Curiosity and context revisited: crassulacean acid metabolism in the Anthropocene.

J Exp Bot

School of Biochemistry and Molecular Biology, Australian National University, Canberra ACT 0200, Australia.

Published: October 2008

Having gained some understanding of the consequences of the CO(2)-concentrating mechanisms in crassulacean acid metabolism (CAM) that internalize the photosynthetic environment of the Cretaceous on a daily basis, it may be time to consider potential long-term effects of the planetary CO(2)-concentrating mechanism on growth and ecology of these plants in the Anthropocene. This paper emphasizes our limited understanding of the carbohydrate economy of CAM in relation to growth processes and briefly reviews recent studies of the diel cycles of growth in these plants. An inadvertent long-term, regional-scale experiment from the past is revisited in which an Opuntia monoculture grew to occupy >25 million hectares of farmland in central eastern Australia, producing a total biomass of about 1.5 billion tonnes in about 80 years. Although at the time it does not seem to have been recognized that this invasion involved CAM, a botanist from the University of Melbourne, Jean White-Haney emerges as a heroic pioneer in the control of the invader by poison and pioneered its biological control.
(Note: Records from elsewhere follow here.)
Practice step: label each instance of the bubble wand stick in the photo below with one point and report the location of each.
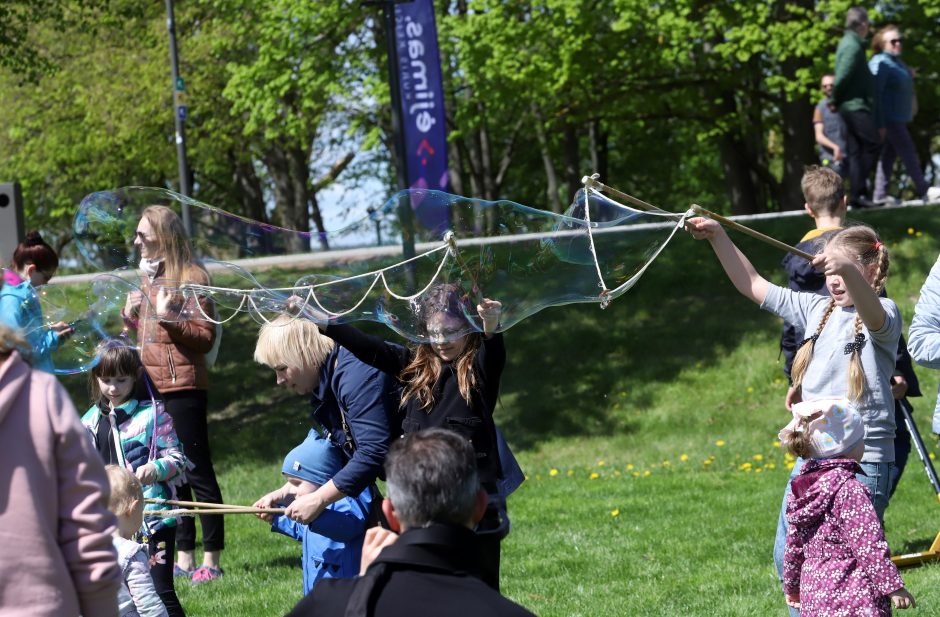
(754, 234)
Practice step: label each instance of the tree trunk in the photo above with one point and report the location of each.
(551, 179)
(290, 175)
(597, 138)
(572, 160)
(251, 195)
(799, 140)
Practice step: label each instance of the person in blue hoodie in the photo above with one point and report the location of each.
(34, 264)
(894, 99)
(332, 542)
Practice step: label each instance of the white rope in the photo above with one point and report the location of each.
(587, 218)
(249, 294)
(633, 279)
(449, 245)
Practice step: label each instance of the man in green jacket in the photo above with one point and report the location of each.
(854, 95)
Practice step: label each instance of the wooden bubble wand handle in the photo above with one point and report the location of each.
(199, 511)
(754, 234)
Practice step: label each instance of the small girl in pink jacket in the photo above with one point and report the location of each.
(53, 500)
(837, 561)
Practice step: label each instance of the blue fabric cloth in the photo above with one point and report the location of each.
(315, 460)
(20, 309)
(332, 542)
(894, 89)
(369, 398)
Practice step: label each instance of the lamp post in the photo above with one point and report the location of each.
(180, 111)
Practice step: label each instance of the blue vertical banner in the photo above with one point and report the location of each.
(422, 100)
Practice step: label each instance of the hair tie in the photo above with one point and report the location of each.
(813, 338)
(855, 345)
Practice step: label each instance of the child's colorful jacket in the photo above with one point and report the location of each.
(19, 308)
(837, 558)
(140, 424)
(332, 542)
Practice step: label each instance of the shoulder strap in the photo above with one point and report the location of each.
(366, 589)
The Opuntia population was expanding at 10-100 ha h(-1) when it was brought to a halt within a decade by the voracious appetite of Cactoblastis cactorum larvae. It is now known that the female parent moth of this predator detects CAM in O. stricta prior to oviposition by deploying the most sensitive CO(2) detector system yet found in the Lepidoptera. The O. stricta invasion is a dramatic demonstration of the capacity of CAM plants to attain and sustain high biomass; to sequester and retain atmospheric CO(2). In conclusion, experiments are reviewed that show stimulation of CO(2) assimilation, growth, and biomass of CAM plants by elevated atmospheric [CO(2)], and the proposition that these plants may have a role in atmospheric CO(2) sequestration is re-examined. This role may be compromised by predators such as Cactoblastis. However the moth CO(2) sensors are adapted to pre-industrial atmospheric [CO(2)] and FACE (free-air CO(2) enrichment) experiments show this exquisite system of biological control is also compromised by rising global [CO(2)] in the Anthropocene.